Our work investigates how the tumor microenvironment drives invasion of tumor cells in glioblastoma, the deadliest form of brain cancer. Specifically, we're interested in how interstitial fluid flow driven by increased intratumoral pressures causes tumor cells to invade into the surrounding brain parenchyma. We currently use the 3D hyaluronic acid collagen system mass models, combined with MRI imaging and a computational analysis to study glioma invasion driven by interstitial fluid flow.

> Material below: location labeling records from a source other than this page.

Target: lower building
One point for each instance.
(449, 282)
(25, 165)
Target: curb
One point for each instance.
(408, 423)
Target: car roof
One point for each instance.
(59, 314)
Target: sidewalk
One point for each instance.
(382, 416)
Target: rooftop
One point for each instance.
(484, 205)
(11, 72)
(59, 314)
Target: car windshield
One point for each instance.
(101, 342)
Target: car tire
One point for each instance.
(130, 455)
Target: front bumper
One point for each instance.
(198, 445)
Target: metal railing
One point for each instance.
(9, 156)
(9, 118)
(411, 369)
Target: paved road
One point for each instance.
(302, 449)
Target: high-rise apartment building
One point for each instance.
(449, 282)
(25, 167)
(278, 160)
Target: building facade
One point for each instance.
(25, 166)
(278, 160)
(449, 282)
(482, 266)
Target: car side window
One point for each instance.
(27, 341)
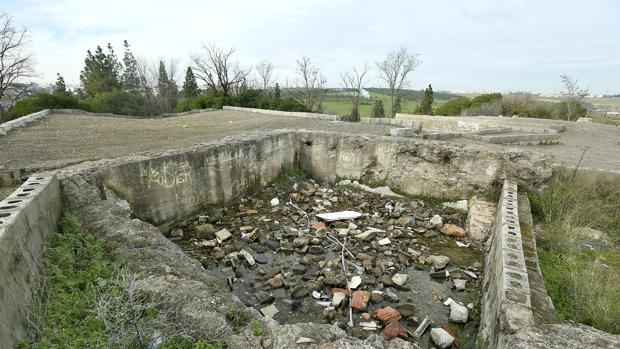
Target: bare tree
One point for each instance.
(15, 63)
(394, 70)
(159, 91)
(310, 88)
(353, 82)
(572, 94)
(217, 70)
(264, 68)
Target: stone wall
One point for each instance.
(416, 166)
(169, 187)
(28, 218)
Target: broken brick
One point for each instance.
(386, 314)
(360, 300)
(394, 329)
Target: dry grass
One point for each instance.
(581, 273)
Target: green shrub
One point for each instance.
(43, 101)
(486, 98)
(120, 102)
(77, 270)
(581, 276)
(291, 104)
(377, 110)
(453, 107)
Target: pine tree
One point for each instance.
(426, 103)
(377, 109)
(131, 80)
(60, 88)
(101, 72)
(396, 106)
(190, 87)
(166, 89)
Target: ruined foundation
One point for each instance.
(129, 202)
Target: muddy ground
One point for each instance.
(295, 263)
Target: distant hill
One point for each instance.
(414, 95)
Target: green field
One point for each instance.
(337, 103)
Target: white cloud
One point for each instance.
(490, 45)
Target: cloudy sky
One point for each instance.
(470, 45)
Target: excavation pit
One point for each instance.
(295, 263)
(137, 204)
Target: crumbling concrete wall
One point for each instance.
(417, 166)
(506, 300)
(28, 217)
(165, 188)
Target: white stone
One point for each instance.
(222, 235)
(248, 257)
(384, 241)
(400, 279)
(436, 221)
(461, 205)
(270, 311)
(438, 261)
(459, 284)
(355, 282)
(369, 326)
(441, 337)
(338, 298)
(458, 313)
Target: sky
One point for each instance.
(469, 45)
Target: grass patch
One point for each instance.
(581, 273)
(85, 299)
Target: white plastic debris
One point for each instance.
(248, 257)
(384, 241)
(270, 311)
(355, 282)
(338, 216)
(400, 279)
(222, 235)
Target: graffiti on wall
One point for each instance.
(169, 174)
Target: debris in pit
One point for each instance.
(360, 300)
(386, 314)
(222, 235)
(441, 337)
(270, 311)
(393, 330)
(422, 327)
(338, 216)
(302, 281)
(453, 230)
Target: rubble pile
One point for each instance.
(304, 252)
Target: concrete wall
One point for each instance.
(506, 298)
(28, 217)
(417, 166)
(169, 187)
(285, 113)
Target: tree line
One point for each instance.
(131, 86)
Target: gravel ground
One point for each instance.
(64, 139)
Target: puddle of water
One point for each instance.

For the in vitro approaches, fluid flow is generated by applying pressure on the top of the TME model, mimicking interstitial fluid flow in the brain. Providing the right physical cues to replicate the tissue microenvironment is a continual challenge. Our three dimensional model uses hyaluronic acid and collagen, both found in the brain matrix, and sustained interstitial fluid flow.

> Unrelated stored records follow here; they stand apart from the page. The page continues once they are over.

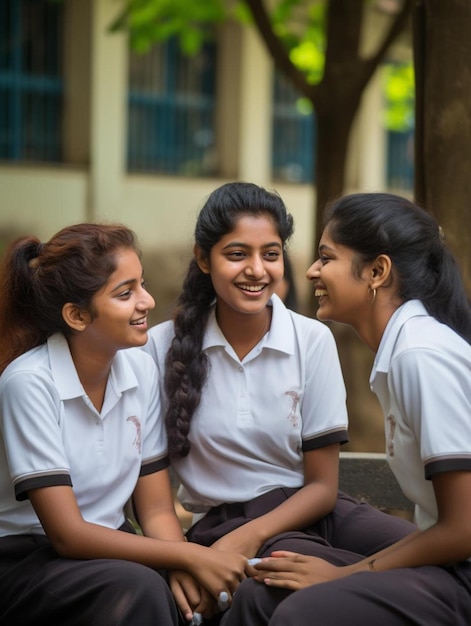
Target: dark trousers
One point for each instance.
(425, 596)
(39, 587)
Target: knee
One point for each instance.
(139, 594)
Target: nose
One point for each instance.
(314, 271)
(255, 267)
(146, 301)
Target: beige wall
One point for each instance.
(162, 210)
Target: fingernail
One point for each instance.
(223, 601)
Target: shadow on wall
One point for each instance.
(164, 271)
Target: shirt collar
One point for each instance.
(280, 336)
(65, 375)
(411, 308)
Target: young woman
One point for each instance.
(385, 270)
(80, 436)
(254, 397)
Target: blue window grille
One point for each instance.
(31, 80)
(171, 111)
(400, 160)
(293, 133)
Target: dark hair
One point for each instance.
(291, 298)
(186, 364)
(37, 279)
(381, 223)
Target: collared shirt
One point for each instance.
(53, 435)
(258, 415)
(422, 378)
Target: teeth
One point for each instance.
(142, 320)
(252, 287)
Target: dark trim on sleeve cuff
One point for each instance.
(439, 466)
(327, 439)
(36, 482)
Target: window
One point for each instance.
(171, 111)
(293, 132)
(31, 81)
(398, 121)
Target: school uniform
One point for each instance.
(256, 418)
(422, 378)
(52, 435)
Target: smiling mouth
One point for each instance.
(139, 322)
(252, 288)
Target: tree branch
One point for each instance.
(277, 50)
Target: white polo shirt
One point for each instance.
(53, 435)
(422, 378)
(258, 415)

Together, these factors provide key physical signals to healthy and cancerous cells. Our recent work indicates that resident brain cells influence how glioma cells respond to interstitial flow. However, this response depends on patient-specific factors.
To study the influence of these factors on glioma invasion, we developed a patient-informed model of the glioma invasive front that mimics native brain tissue. The patient tumor model allows for a highly controlled in vitro experiment that still represents tissue level factors that influence glioma invasion. Further, this model is accessible compared to similar models of glioma invasion and interstitial flow because it does not require tubing or pumps.
And it uses commercially available materials. To begin place collagen, sodium hydroxide, sterile ultrapure water, 10 times PBS, one micro centrifuge tube, methacrylated hyaluronic acid, and the photo initiator on ice. Then place the tissue culture inserts in the plate and label it.
To prepare three milligrams per milliliter collagen solution, combine high concentration collagen, one normal sodium hydroxide, ultrapure water, and 10 times PBS. Add components to the micro centrifuge tube and keep the pipette tip submerged when mixing to prevent bubble formation. After that, centrifuge cells at 200 G for five minutes at room temperature.
Then gently remove excess media from the top of each cell condition solution, leaving the volume of media required for the condition. Place these solutions on ice. Add the calculated volume of collagen solution to each cell condition solution.
Next, add the calculated volume of 1%methacrylated hyaluronic acid, followed by 17 milligrams per milliliter LAP in each cell condition solution. Mix each condition tube one at a time, while keeping the pipette tip submerged to avoid bubble formation. And add 100 to 150 microliters to each tissue culture insert.
Now, turn on the 385 nanometer ultraviolet lamp at a constant current. To photo cross-link each gel, expose each well to ultraviolet light for 45 seconds, one at a time. Then place the plate at 37 degrees Celsius for 30 to 45 minutes to cross-link the collagen.
Using an astro basal medium with 0.5%and two volume by volume and 1%volume by volume B27 without vitamin A, apply the fluid pressure head to gels. Add media to the well plate and tissue culture inserts for net zero flow. Place the plate at 37 degrees Celsius, 5%carbon dioxide, for at least 18 hours or up to five days.